Kittani denies reports that Kurds were sent to predominantly Arab parts of Iraq. ``The statement by the government is very clear that they have a choice of where they want to live - whether, for example, in Arbil or in Sulaymaniyah.''
``The propaganda in London,'' Kittani says, referring to a June account in The Guardian, ``was that they were going to let loose thousands in the desert, which is not the truth.''
`` And besides, by sending 200,000 to the desert, what are they going to do with the other 3 million?'' Kittani asks, using the Guardian estimate of the number of Kurds to be moved. ``They did send some who came back from Iran ... in 1975 down south. But that was a horrible mistake.''
``We are moving the Kurds from border villages to cities within the Kurdish region, not to Arab areas,'' Mukhtar says. ``In fact, we are preserving the national features of the two distinct areas. There is no Arabization going on,'' he insists. There are 3.2 million to 4 million Kurds in Iraq, a mostly Arab country of 16 million inhabitants. A Kurdish population of 20 million is spread across Iraq, Turkey, Iran, Syria, and the Soviet Union.

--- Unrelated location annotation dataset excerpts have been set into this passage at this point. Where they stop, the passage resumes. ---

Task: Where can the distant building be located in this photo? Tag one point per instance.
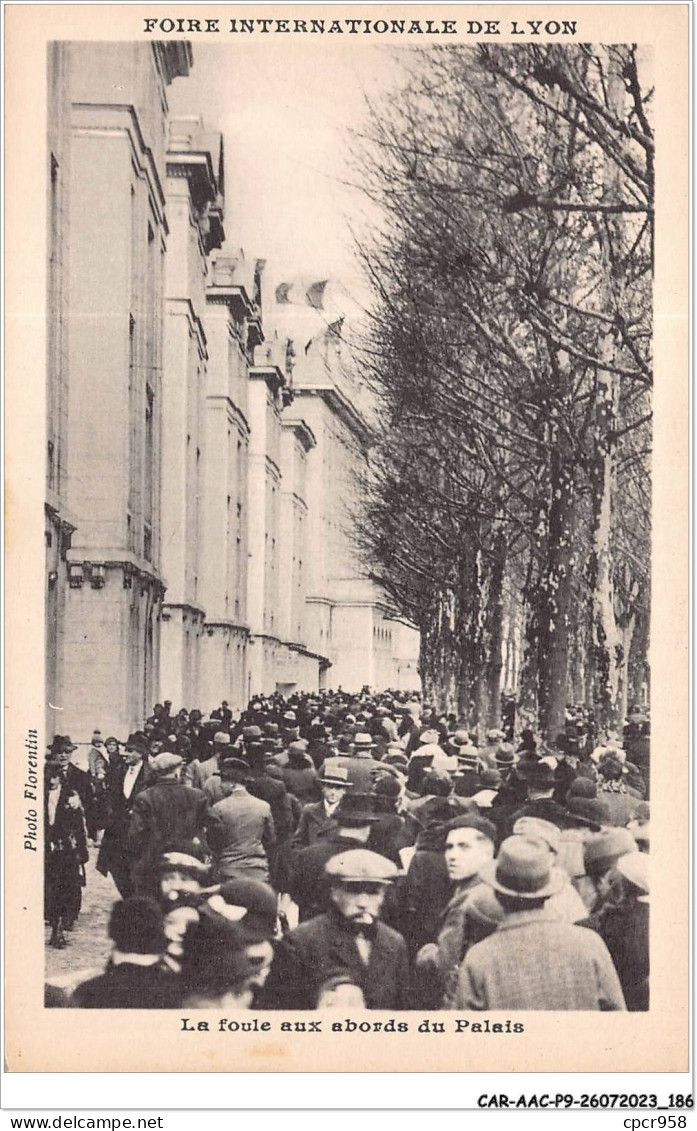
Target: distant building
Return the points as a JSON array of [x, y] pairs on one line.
[[108, 238], [200, 442]]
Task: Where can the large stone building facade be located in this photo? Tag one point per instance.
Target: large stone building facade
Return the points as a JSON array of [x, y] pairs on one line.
[[198, 540]]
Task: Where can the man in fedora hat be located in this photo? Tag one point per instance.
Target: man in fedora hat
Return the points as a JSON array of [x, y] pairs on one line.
[[198, 773], [354, 818], [127, 779], [349, 937], [165, 814], [533, 960], [320, 816], [240, 828], [359, 762], [540, 780]]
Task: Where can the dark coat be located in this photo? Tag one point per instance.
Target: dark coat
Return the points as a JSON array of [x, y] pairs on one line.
[[424, 891], [308, 887], [312, 952], [164, 814], [313, 822]]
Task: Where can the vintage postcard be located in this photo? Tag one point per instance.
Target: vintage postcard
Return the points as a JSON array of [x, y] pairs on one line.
[[346, 478]]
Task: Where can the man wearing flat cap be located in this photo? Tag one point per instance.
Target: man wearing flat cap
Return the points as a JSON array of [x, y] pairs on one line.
[[129, 777], [533, 960], [164, 816], [349, 937], [319, 817]]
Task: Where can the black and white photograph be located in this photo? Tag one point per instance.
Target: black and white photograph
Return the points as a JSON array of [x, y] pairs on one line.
[[349, 665]]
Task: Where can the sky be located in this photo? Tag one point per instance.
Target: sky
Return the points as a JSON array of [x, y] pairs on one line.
[[286, 117]]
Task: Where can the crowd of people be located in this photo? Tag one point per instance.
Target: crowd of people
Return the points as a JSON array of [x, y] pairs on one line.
[[355, 851]]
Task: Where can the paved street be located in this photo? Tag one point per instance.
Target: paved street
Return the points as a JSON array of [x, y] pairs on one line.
[[88, 943]]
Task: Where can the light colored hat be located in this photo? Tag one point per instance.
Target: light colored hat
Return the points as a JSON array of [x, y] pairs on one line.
[[634, 866], [359, 865], [523, 870]]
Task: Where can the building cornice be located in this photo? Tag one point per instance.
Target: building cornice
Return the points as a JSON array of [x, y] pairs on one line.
[[234, 298], [301, 429], [184, 606], [174, 58], [235, 415]]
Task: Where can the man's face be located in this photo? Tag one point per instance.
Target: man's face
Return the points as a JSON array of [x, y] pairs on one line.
[[359, 904], [333, 793], [466, 851]]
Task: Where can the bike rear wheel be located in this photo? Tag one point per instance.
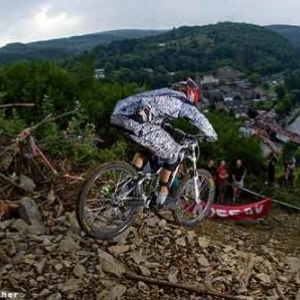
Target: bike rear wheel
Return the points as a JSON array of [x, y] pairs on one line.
[[187, 212], [105, 206]]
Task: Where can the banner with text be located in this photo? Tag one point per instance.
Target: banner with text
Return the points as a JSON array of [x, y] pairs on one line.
[[242, 212]]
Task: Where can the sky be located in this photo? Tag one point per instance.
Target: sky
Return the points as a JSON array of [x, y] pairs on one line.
[[33, 20]]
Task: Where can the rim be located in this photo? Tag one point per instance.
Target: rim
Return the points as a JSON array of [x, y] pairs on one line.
[[188, 211], [107, 206]]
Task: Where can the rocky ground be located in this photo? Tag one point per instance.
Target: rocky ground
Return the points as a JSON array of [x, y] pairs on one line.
[[52, 259]]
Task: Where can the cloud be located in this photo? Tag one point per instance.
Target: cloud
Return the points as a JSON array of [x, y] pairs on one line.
[[40, 23], [28, 20]]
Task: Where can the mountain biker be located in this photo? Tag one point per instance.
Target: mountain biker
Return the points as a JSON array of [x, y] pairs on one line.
[[142, 116]]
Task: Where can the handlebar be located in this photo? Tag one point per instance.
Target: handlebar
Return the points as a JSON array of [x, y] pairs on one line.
[[200, 136]]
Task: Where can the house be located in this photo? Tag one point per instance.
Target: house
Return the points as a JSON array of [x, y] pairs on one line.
[[149, 70], [209, 80], [99, 73]]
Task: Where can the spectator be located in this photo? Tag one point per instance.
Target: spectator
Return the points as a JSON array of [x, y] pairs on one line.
[[289, 172], [238, 177], [271, 167], [211, 168], [221, 178]]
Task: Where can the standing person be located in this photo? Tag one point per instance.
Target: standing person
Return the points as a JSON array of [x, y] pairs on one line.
[[271, 167], [211, 168], [289, 172], [141, 116], [221, 178], [238, 176]]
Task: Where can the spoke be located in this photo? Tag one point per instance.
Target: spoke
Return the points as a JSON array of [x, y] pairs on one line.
[[98, 200], [96, 215]]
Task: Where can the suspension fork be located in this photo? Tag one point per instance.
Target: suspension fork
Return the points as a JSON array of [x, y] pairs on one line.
[[195, 175]]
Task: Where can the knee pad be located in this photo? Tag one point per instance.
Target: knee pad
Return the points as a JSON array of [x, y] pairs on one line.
[[171, 166]]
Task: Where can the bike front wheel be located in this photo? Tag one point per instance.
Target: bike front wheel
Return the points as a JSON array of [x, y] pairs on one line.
[[106, 203], [187, 212]]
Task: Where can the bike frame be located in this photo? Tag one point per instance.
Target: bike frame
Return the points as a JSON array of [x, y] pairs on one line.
[[142, 177]]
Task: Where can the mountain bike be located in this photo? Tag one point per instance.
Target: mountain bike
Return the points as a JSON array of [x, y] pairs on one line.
[[110, 197]]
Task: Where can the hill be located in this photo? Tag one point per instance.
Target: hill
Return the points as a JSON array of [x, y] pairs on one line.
[[64, 47], [291, 33], [201, 48]]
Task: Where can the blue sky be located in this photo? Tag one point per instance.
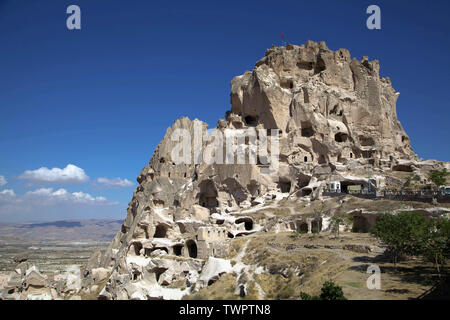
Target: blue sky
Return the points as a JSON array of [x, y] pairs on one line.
[[101, 98]]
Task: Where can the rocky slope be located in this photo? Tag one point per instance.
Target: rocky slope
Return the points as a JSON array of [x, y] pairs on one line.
[[333, 115]]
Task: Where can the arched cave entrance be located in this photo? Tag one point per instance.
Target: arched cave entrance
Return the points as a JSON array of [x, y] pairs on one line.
[[160, 231], [302, 227], [177, 249], [340, 137], [248, 223], [192, 248], [284, 186], [251, 121], [316, 226], [208, 194]]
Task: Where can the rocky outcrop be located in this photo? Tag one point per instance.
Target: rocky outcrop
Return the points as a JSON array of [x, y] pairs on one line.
[[334, 117]]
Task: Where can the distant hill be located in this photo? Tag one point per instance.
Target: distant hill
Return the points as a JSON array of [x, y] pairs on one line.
[[64, 230]]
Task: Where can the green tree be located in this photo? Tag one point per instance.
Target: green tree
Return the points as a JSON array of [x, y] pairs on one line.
[[437, 245], [439, 177], [404, 233], [330, 291]]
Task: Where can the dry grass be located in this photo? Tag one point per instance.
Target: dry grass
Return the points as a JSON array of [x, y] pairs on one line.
[[222, 289]]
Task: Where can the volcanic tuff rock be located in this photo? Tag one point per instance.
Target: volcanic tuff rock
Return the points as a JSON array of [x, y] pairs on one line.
[[335, 115]]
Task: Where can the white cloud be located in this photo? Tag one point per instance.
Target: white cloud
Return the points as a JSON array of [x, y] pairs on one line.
[[114, 182], [7, 195], [71, 174], [46, 196]]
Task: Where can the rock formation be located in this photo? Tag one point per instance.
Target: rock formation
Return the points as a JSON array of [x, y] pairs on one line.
[[334, 116]]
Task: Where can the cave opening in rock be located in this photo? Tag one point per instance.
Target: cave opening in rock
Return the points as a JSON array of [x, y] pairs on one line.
[[287, 84], [316, 226], [159, 272], [307, 132], [160, 231], [251, 121], [192, 248], [136, 248], [208, 194], [403, 167], [158, 203], [302, 227], [248, 222], [340, 137], [284, 186], [177, 249], [322, 159], [320, 65], [366, 141]]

A Western diplomat who met with relocated Kurds says he found them isolated in barren land, but within the Kurdish Autonomous Region created by Baghdad in northeast Iraq in 1974. He reports that the Kurds complained that they were not permitted to take their livestock with them. And even if they had their herds, the diplomat says they told him, their new-found land proved unsuitable for grazing. They cannot find work outside their traditional livelihood, as there is no industry or business nearby in which to find employment, the diplomat says.
Mukhtar defends Iraq's treatment of its Kurds, and charges that Kurds fare worse elsewhere. ``Iraqi Kurds are the only Kurds in the world who enjoy the privilege of autonomy, the rights of using their own language, practicing their own customs and national life, including constitutional recognition that they are the second nationality in Iraq.... They have a local government and local parliament elected directly by the citizens and they have their participation in the Iraqi National Assembly in Baghdad.''
However, Western diplomats say that Baghdad controls the Kurdish press and influences which candidates run for the 50-member legislative council and 30-member executive council. Baghdad is inviting journalists to visit the north during the Kurdish National Assembly's Legislative Council elections Sept. 9.
In Baghdad, Kurdish life is well within the public view, but it is ``official,'' a Western diplomat insists. It consists of Kurds who are loyal to the Iraqi government and eager to praise it.
One such ``loyalist,'' a poolside fixture at Baghdad's posh Al-Rasheed hotel, presents himself unsolicited to a Western journalist and announces, ``I am a Kurd.'' He then awaits questions.